The Swiss firm reported that its end of year sales were up 45.8 percent on 2011 to 3.9bn CHF ($4.25bn), which was deemed to be a better than expected result by analysts who mostly attributed it to the acquisition of Arch Chemicals.
However, despite increasing 15 per cent, earnings before interest and tax (EBIT) fell short of Lonza's total in 2011, which CEO Richard Ridinger said was due to the firm's increased spending.
He praised the Life Science Ingredients and Bioscience divisions, but said he was “unsatisfied with the EBIT performance of our Custom Manufacturing division.”
Melanie Disa, Media Relations for Lonza, told Outsourcing-Pharma.com that Ridinger’s comments were due to the ramp-up costs of its new facilities in Singapore and quality related expenses in the Hopkinton, Massachusetts facility, both of which negatively impacted performance.
Disa added that “demand in Custom Manufacturing and Development Services was steady, resulting in good capacity utilization and the outsourcing trend is considered to be solid.”

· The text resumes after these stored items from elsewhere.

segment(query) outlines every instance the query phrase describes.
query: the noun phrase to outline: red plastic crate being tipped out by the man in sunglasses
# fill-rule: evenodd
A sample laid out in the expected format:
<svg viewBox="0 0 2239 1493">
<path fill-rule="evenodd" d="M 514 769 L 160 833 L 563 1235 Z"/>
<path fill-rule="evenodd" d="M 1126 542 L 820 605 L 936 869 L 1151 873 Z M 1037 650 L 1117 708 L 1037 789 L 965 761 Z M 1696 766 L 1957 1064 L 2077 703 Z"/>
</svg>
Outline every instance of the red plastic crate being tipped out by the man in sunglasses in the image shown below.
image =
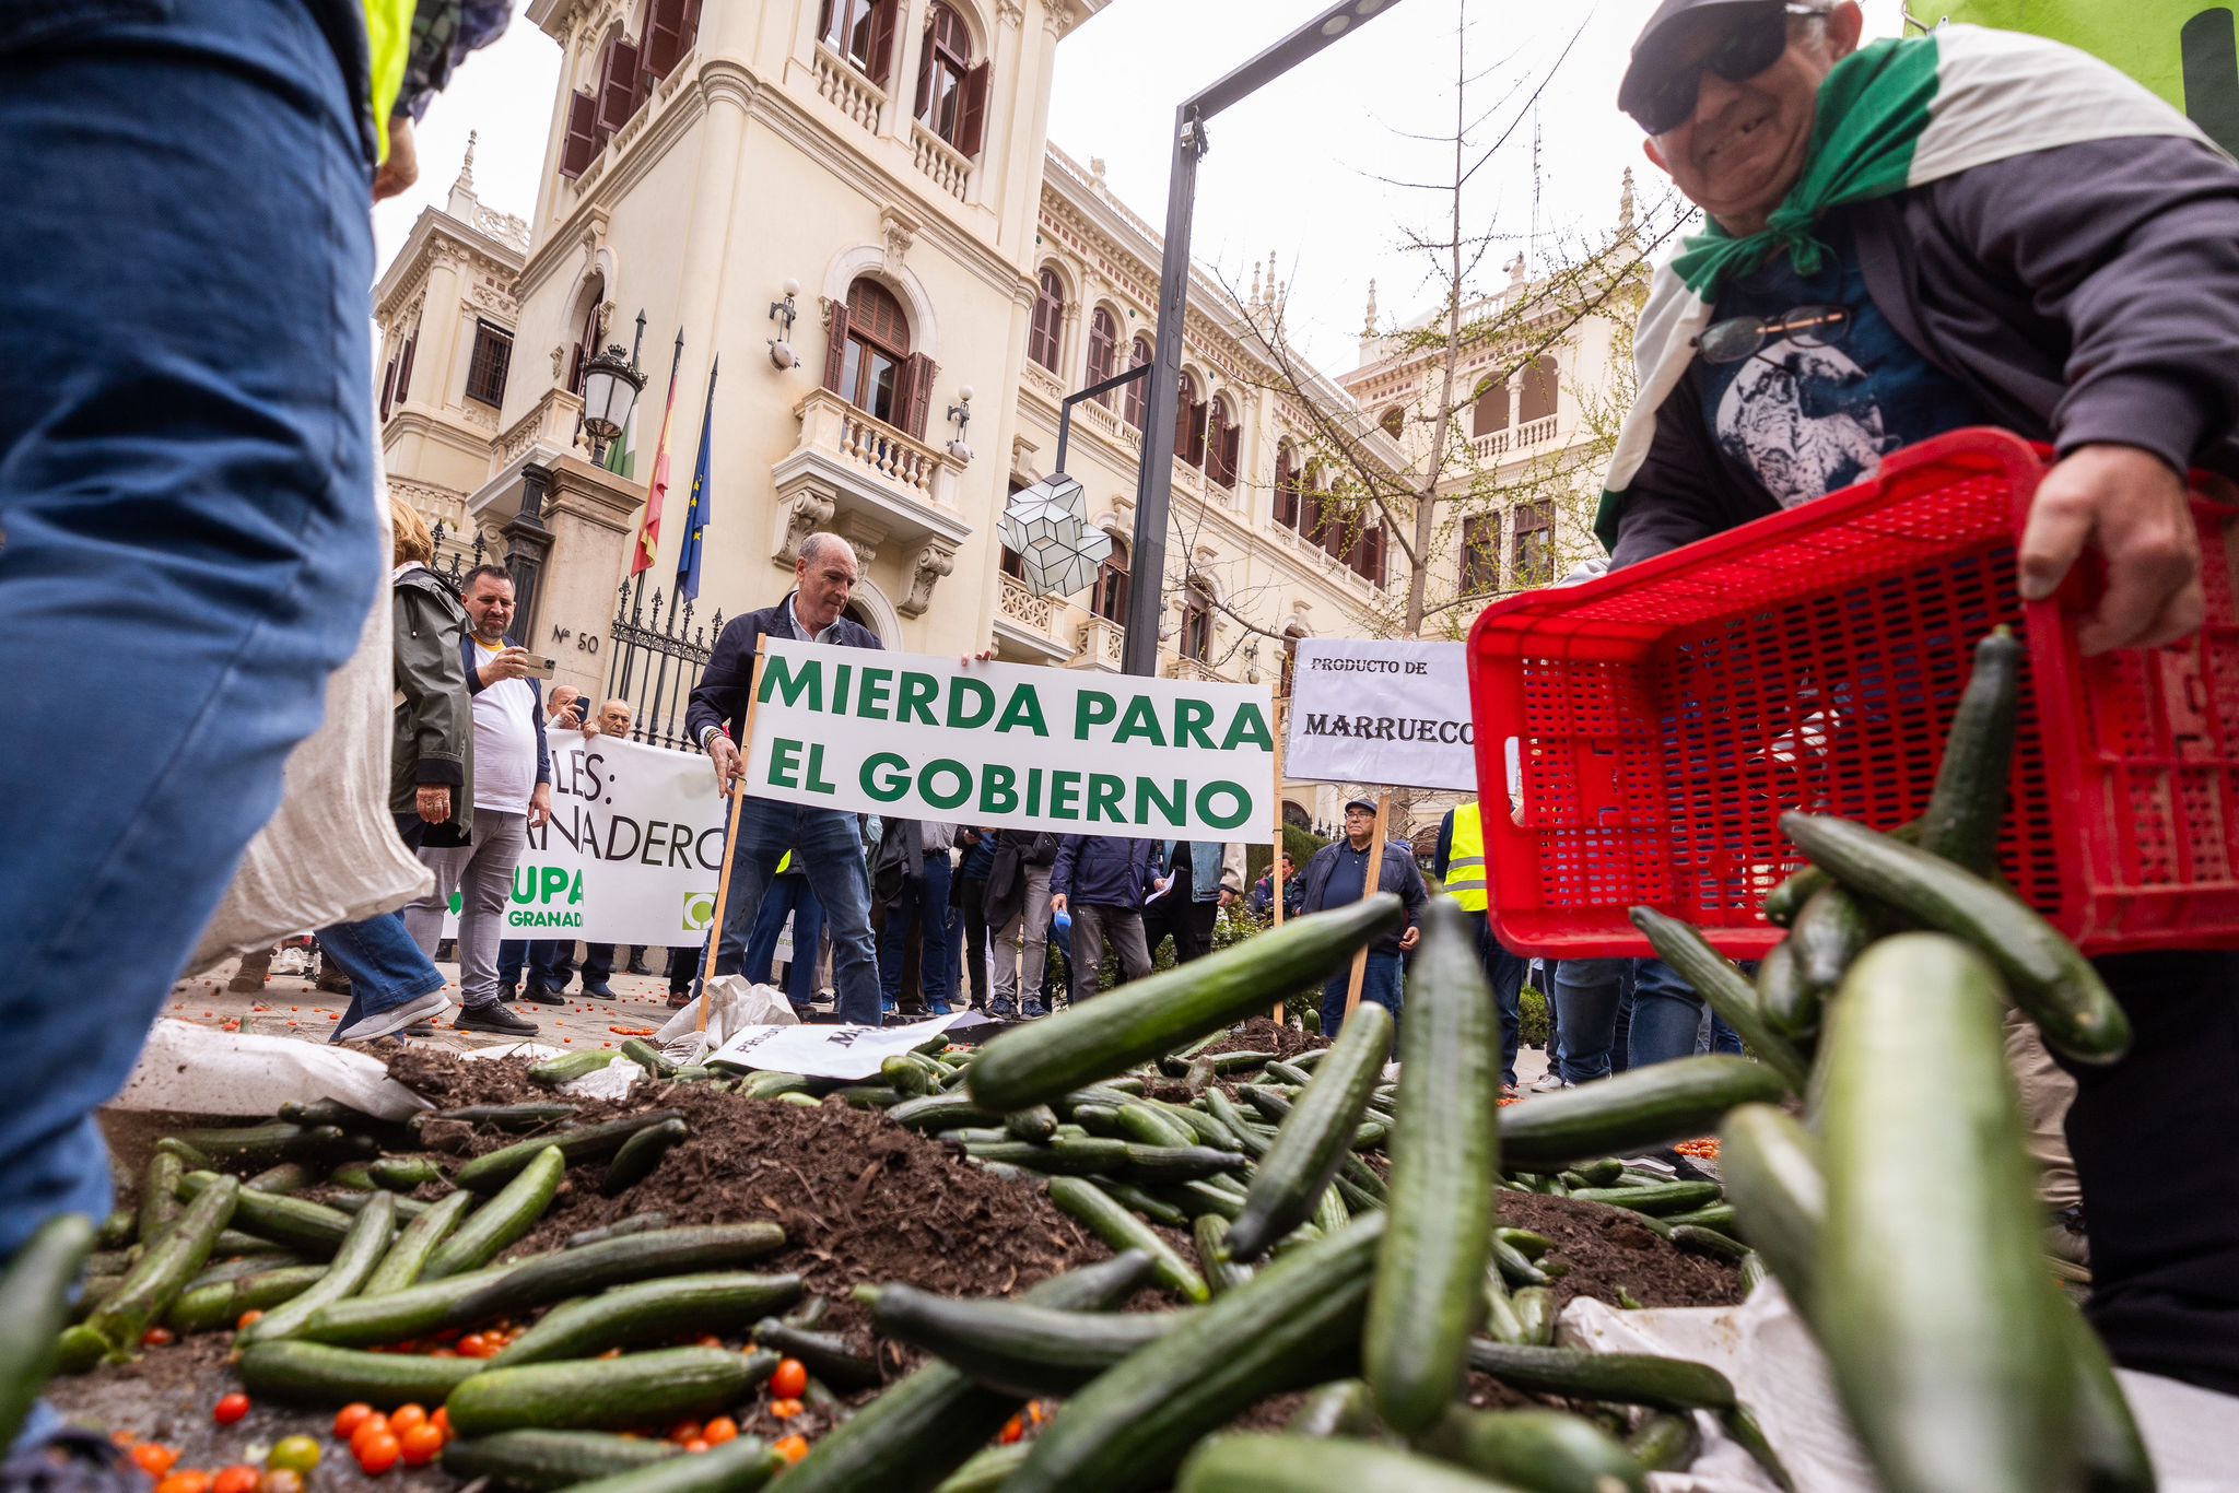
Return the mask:
<svg viewBox="0 0 2239 1493">
<path fill-rule="evenodd" d="M 1780 940 L 1789 808 L 1894 828 L 1928 806 L 1975 642 L 2029 642 L 2006 880 L 2091 954 L 2239 947 L 2239 510 L 2194 499 L 2208 627 L 2082 658 L 2024 607 L 2015 542 L 2044 461 L 1997 430 L 1617 575 L 1498 602 L 1469 638 L 1491 918 L 1511 949 L 1648 954 L 1626 913 L 1733 958 Z M 2085 566 L 2078 566 L 2082 571 Z"/>
</svg>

Ridinger told shareholders that Lonza plans to streamline its manufacturing operations and improve on its efficiency with various structural changes of which details were not given.
He told shareholders that it intends to adjust its “manufacturing footprint” in moving from a product to a market orientated organization.
According to Disa, Lonza’s manufacturing strategy is currently in the beginning stages of a transformational year. She said: "We will conduct a review of our global footprint to ensure best practices and productivity improvements are identified and implemented throughout the organization.”
Disa did not offer comment regarding whether any facilities would be off-loaded and if there would be any loss of jobs.